Harcèlement

331 38 52
                                    

Je te dédie ce texte, à toi qui m'a tellement fait souffert par tes actes et tes paroles. À vous, qui l'avez soutenu, encouragé, aidé et qui avez repris le flambeau des années durant. Voici ce que j'ai subi par votre faute.

Collège, sixième. Je suis encore une petite fille, timide et introvertie, je ne me sens à ma place nulle-part. Je change d'établissement, quittant toutes mes amies et mes amis pour me retrouver ici où je ne connais personne. Ce n'est pas facile pour moi de m'intégrer. Je ne veux déranger personne et en aucun cas m'imposer dans un groupe d'ami déjà construit depuis longtemps.

Ici, je me réfugie dans les livre et la musique, pour faire passer les pauvres récréations que l'on nous accorde, pressée de retourner en cours, au premier rang, et écouter le prof nous partager ses connaissances. À défaut d'avoir des amis, je suis une bonne élève, et j'aime les cours.

Et puis un jour, tu es venu vers moi. Qu'est-ce qu'un troisième voulait bien avoir à dire à une petite sixième comme moi ? Rien. Absolument rien. Si ce n'est les premières insultes qui volent.

“Alors l'intello ? T'as pas d'ami ? T'es Rémi c'est ça ?"

"L'intello", un surnom qui me colle à la peau, et dont je n'arrive pas à me débarrasser. Au début, on rigole lorsqu'on te donne un surnom, mais à force, cela devient irritant, et au final une insulte insupportable.

Et il est revenu, et ils sont revenus. Ils venaient s'asseoir avec moi sur un banc au fond de la cour, alors que j'étais penchée sur mon livre. Parfois, ils me poussaient tellement dans mes retranchements que je craquais et leur cédais la place. J'avais tord, j'ai tord. J'ai toujours tord. J'ai tord de me laisser faire ainsi, mais qu'est-ce que je peux faire contre des brutes ainsi ? La réponse tient en un seul mot : Rien.

Parfois, ils me prennent mon livre pour soit-disant "lire avec moi" mais Il le déchire, l'envoie à terre, dans les flaques d'eau, et ils en rient. Livres bousillés, vie bousillée. Les livres sont le seul endroit où je peux me réfugier, alors quand on y touche, c'est tout mon maigre univers qu'on ébranle.

Les jours passent. La même routine s'installe. Je suis sur le banc, ils viennent, m'insultent, me font du mal et s'en vont. Et moi, je reste, complètement détruite. L'année passe ainsi, personne ne semble entendre mes cris de détresse sourds, les surveillants ferment les yeux, mes parents refusent de les ouvrir.

Collège, cinquième.
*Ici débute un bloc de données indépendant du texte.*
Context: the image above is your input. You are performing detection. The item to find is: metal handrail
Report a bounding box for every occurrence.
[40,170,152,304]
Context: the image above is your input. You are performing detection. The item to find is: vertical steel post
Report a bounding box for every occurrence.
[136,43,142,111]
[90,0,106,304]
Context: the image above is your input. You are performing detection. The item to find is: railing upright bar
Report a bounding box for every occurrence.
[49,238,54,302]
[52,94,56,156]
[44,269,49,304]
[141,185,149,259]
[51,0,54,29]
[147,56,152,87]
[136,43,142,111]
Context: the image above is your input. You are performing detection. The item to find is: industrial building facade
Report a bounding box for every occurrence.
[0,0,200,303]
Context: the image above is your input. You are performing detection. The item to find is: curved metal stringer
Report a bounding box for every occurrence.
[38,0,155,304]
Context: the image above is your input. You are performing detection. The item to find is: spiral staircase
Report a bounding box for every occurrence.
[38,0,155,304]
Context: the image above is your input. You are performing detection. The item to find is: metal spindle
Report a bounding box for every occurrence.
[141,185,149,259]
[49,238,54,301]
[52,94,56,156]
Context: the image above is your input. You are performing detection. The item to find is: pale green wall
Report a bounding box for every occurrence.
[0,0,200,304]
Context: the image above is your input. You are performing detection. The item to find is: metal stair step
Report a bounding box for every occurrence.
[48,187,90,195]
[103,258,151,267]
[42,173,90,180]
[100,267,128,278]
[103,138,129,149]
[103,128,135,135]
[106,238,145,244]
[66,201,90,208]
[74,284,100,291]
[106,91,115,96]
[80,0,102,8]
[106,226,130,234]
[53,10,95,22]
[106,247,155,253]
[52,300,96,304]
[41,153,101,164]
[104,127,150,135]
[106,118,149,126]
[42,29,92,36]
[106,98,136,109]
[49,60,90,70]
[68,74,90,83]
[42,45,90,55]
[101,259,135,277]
Nouvelle année, même collège. J'essaie de me convaincre d'y retourner, je freine des quatre fers, mais il faut bien que j'étudie pour mon futur ... pour mon futur ... hypothétique ...

Les troisièmes de l'année précédente ont laissé place aux nouveaux. Je pense alors que tout va aller mieux. J'ai tord. J'ai toujours tord. Nouvelle année, nouveaux bourreaux, enfin sauf Lui qui a redoublé. Cette fois-ci, ils ne se contentent pas de s'attaquer à mes livres.

Ils volent mon MP3 avant de le noyer dans les lavabos des garçons, m'arrache mes écouteurs et les piétinent en me disant : "Oh mince, ils sont tombés.". Ils m'arrachent ma carte de bus des mains, devant l'arrêt, avant de la gribouiller au marqueur noir indélébile. “Lapin" et "Intello"  ornent désormais mon seul pass pour rentrer chez moi, si on exclue bien sûr les dents et oreilles de lapin qu'ils ont dessiné sur ma photo.

J'ai honte. J'emprunte un portable à un de surveillant pour appeler ma mère, pour qu'elle vienne me chercher. Je lui mens, lui dit que j'ai égaré ma carte de bus. J'encaisse le sermon en silence, je ne veux pas, je ne peux pas lui parler de mes problèmes, j'ai trop peur des conséquences.